Jordan Mantha <mantha@chem.unr.edu> writes:

> Hello everybody!
> 
>    My name is Jordan Mantha (LaserJock on irc, etc.) and I am a PhD
> grad student in Physical Chemistry. For the last few months I have
> been working with the Ubuntu universe repository maintainers (MOTU)
> [1] trying to make sure that science related packages in Ubuntu are in
> good shape. I had noticed that many science related packages seem to
> be somewhat neglected in Ubuntu/Debian in comparison to other areas
> and I wanted to help out. I had come across debian-science and Helen
> Faulkner's great Debconf 5 talk and wanted to do something similar in
> Ubuntu as well. 

As a scientist who uses Linux, I wish you the best with this. 

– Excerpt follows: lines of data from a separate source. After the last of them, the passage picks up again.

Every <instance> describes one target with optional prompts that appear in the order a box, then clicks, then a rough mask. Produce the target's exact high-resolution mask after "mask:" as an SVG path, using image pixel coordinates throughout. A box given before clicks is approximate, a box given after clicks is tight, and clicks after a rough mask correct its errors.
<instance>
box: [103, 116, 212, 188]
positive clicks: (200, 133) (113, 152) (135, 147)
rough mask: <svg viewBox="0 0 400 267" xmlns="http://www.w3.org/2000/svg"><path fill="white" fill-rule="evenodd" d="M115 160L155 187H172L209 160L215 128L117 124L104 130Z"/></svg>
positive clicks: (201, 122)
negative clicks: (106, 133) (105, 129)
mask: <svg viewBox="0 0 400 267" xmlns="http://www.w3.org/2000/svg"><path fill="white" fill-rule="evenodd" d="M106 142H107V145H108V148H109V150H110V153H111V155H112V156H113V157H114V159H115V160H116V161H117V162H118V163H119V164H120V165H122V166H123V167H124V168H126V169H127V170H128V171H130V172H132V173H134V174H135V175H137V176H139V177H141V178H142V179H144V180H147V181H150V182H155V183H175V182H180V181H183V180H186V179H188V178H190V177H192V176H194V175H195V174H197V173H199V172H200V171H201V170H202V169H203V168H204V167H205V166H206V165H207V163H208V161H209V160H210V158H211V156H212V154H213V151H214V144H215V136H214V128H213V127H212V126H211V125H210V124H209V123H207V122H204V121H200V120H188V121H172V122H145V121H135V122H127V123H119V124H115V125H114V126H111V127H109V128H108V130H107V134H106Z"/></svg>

What would be really useful to me are reviews comparing different solutions
to the same problem - and explaining their respective merits. There
was one posted to the mailing list recently, but whether it made it to
a wiki or web site, I'm not sure. 

https://wiki.ubuntu.com/UbuntuScientists looks useful - and should be
made more prominent on https://wiki.ubuntu.com/MOTUScience.

At the risk of duplicating Scientific applications on Linux, here are
some suggestions:

In the Mathematics section, it would be useful to use the
subcategories used by SAL:


        Computer alegbra:
                Mathematica, Maple, (non-free)
                Maxima

        Array oriented and linear alegbra systems.
                Matlab, Octave, scilab,
        
        Statistics

        Number Theory

        Misc


pylab/matplotlib http://matplotlib.sourceforge.net/ would be a useful
addition to the "array oriented and linear algebra systems" 
 

Saying what scicos actually does would be useful.